So, let's assume, I have an autoscaling group. And I want to configure instances what it launches, for example, using chef-solo (or ansible-local, but as I understood, chef is better option for the aws).
I see only 2 ways how to do this:
Use packer and pre-bake image locally (using chef-solo provider), then update ASG configuration with the brand-new created AMI;
Use base Amazon AMI and configure images at the launch, using user_data script: install chef-solo, fetch cookbooks from the git, run chef-solo on machine.
What is better choice in you opinion and why? Also I am interested in how to update already running instances in the ASG when my chef cookbooks configuration changes.
Also, if you know better options, leave them here. I am open to discuss.
It depends on your use case.
A pre-baked AMI may be quicker to launch when scaling up, but if you need to make even small changes to the code or configuration, you'll need to bake another AMI. Using user data (whether using straight OS commands or Chef or something else) may take longer if you're installing application servers and deploying applications, and you may also be introducing external dependencies for scaling: what if the GitHub repository is off line or a necessary download is blocked?
So, if speed of scale-up is important, consider a pre-baked AMI. If you can tolerate a reasonable scale-up hit, look at a hybrid approach:
Bake into your AMI the Chef DK and any other large objects you need. For example, you might bake your application server installation into the AMI and then just have Chef configure it through user data.
Make sure your dependencies, scripts and deployables such as WAR files are in reliable repositories such as S3.
The best advice is to try both approaches to get some metrics and see how these fit your use cases.

What to bake into an AWS AMI and what to provision using cloud-init?

I'm using AWS Cloudformation to setup numerous elements of network infrastructure (VPCs, SecurityGroups, Subnets, Autoscaling groups, etc) for my web application. I want the whole process to be automated. I want click a button and be able to fire up the whole thing.
I have successfully created a Cloudformation template that sets up all this network infrastructure. However the EC2 instances are currently launched without any needed software on them. Now I'm trying to figure out how best to get that software on them.
To do this, I'm creating AMIs using Packer.io. But some people have instead urged me to use Cloud-Init. What heuristic should I use to decide what to bake into the AMIs and/or what to configure via Cloud-Init?
For example, I want to preconfigure an EC2 instance to allow me (saqib) to login without a password from my own laptop. Thus the EC2 must have a user. That user must have a home directory. And in that home directory must live a file .ssh/known_hosts containing encrypted codes. Should I bake these directories into the AMI? Or should I use cloud-init to set them up? And how should I decide in this and other similar cases?
I like to separate out machine provisioning from environment provisioning.
In general, I use the following as a guide:
Build Phase
Build a Base Machine Image with something like Packer, including all software required to run your application. Create an AMI out of this.
Install the application(s) onto the Base Machine Image creating an Application Image. Tag and version this artifact.
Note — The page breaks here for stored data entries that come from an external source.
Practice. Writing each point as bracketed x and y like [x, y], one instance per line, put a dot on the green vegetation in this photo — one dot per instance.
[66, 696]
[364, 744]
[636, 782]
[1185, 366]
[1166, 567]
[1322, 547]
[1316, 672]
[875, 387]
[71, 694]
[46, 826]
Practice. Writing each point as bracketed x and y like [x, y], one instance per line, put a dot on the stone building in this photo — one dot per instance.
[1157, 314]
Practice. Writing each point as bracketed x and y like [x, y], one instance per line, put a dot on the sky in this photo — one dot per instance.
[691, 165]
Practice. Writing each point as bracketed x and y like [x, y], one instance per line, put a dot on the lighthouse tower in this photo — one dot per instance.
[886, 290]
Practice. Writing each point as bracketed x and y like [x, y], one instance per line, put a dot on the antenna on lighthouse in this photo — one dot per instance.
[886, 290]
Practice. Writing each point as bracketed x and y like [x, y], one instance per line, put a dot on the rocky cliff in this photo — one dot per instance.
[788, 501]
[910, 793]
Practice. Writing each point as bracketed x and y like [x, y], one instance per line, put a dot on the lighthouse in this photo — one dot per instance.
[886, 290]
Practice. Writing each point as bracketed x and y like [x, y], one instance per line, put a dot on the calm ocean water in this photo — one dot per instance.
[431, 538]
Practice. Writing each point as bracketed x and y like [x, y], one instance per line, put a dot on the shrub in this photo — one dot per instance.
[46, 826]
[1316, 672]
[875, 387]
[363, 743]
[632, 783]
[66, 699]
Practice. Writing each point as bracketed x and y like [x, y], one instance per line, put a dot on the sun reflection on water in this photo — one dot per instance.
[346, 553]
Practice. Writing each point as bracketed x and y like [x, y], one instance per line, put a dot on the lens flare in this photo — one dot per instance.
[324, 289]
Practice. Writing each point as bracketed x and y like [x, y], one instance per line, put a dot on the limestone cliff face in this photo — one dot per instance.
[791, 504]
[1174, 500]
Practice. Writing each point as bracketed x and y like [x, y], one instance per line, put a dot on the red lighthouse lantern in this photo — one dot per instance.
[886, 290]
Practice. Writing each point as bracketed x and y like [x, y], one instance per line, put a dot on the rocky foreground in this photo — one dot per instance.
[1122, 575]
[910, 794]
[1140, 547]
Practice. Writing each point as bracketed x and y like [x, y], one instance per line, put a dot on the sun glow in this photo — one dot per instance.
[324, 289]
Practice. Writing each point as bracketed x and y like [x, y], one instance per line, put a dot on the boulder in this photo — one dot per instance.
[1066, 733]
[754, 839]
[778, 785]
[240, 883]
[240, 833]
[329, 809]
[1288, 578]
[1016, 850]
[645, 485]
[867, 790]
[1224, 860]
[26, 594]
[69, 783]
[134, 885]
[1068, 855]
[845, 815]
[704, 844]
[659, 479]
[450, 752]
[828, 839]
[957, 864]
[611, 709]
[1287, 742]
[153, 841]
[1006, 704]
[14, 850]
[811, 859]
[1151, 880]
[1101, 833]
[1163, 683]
Do not embed environment specific stuff here like database connections etc. as this precludes you from easily reusing this AMI across different environment runtimes.
Ensure all services are stopped
Release Phase
Spin up an environment consisting of the images and infra required, using something like CFN.
Use Cloud-Init user-data to configure the application environment (database connections, log forwarders etc.) and then start the applications/services
This approach gives the greatest flexibility and cleanly separates out the various concerns of a continuous delivery pipeline.
One of the important factors that determines how you should assemble servers, AMIs, and infrastructure planning is to answer the question: In production, how fast will I need a new instance launched?
The answer to this question will determine how much you bake into the AMI vs. how much you build after boot.
NOTE: My experience is with Chef Server so I will use Chef terminology but the concepts are the same for any other configuration management stack.
The general rule of thumb is to treat your "Infrastructure as Code". This means think about the process of launching instances, creating users on that machine, and the process of managing a known_hosts files and SSH keys the same as you would your application code. Being able to track the changes to Infrastructure in source code makes management easier, redeployments, and even CI much easier.
This Chef Introduction covers the terminology in Chef of Cookbooks, Recipes, Resources, and more. It shows you how to build a simple LAMP stack, and how you can relaunch it just as easily with one command.
So given the example in your question, at a high level I would do the following:
Launch a base Ubuntu Linux AMI (currently 14.04) with a Cloudformation script.
In the UserData section of the Instance configuration, boot strap the Chef Client Install process.
Run a Recipe to create a user.
Run a Recipe to create the known_hosts file for the user
Tools like Chef are used because you are able to break down the infrastructure into small blocks of code performing specific functions. There are numerous Cookbooks already built and available that perform the basic building blocks of creating services, installing software packages, etc.
All that being said, there are some times when you have to deviate from best practices in the interest of your specific domain and requirements. There may be situations where given all the advantages of a infrastructure management you will still need to bake items into the AMI.
Let's pretend your application does image processing and has a requirement to use ImageMagick. Let's assume that you will need to build ImageMagick from source. If you were to do this via Chef Recipes this could add another 7 minutes of just compiling ImageMagick to the normal instance boot time. If waiting 10-12 minutes is too long for a new instance to come online then you may want to consider baking your own AMI that has ImageMagick already compiled and installed.
This is an acceptable solution but you should keep in mind that managing your own fleet of pre-baked AMIs adds additional infrastructure overhead. You will need to keep your custom AMIs updated as new AMIs are released, you expand to different instance types and to different AWS Regions.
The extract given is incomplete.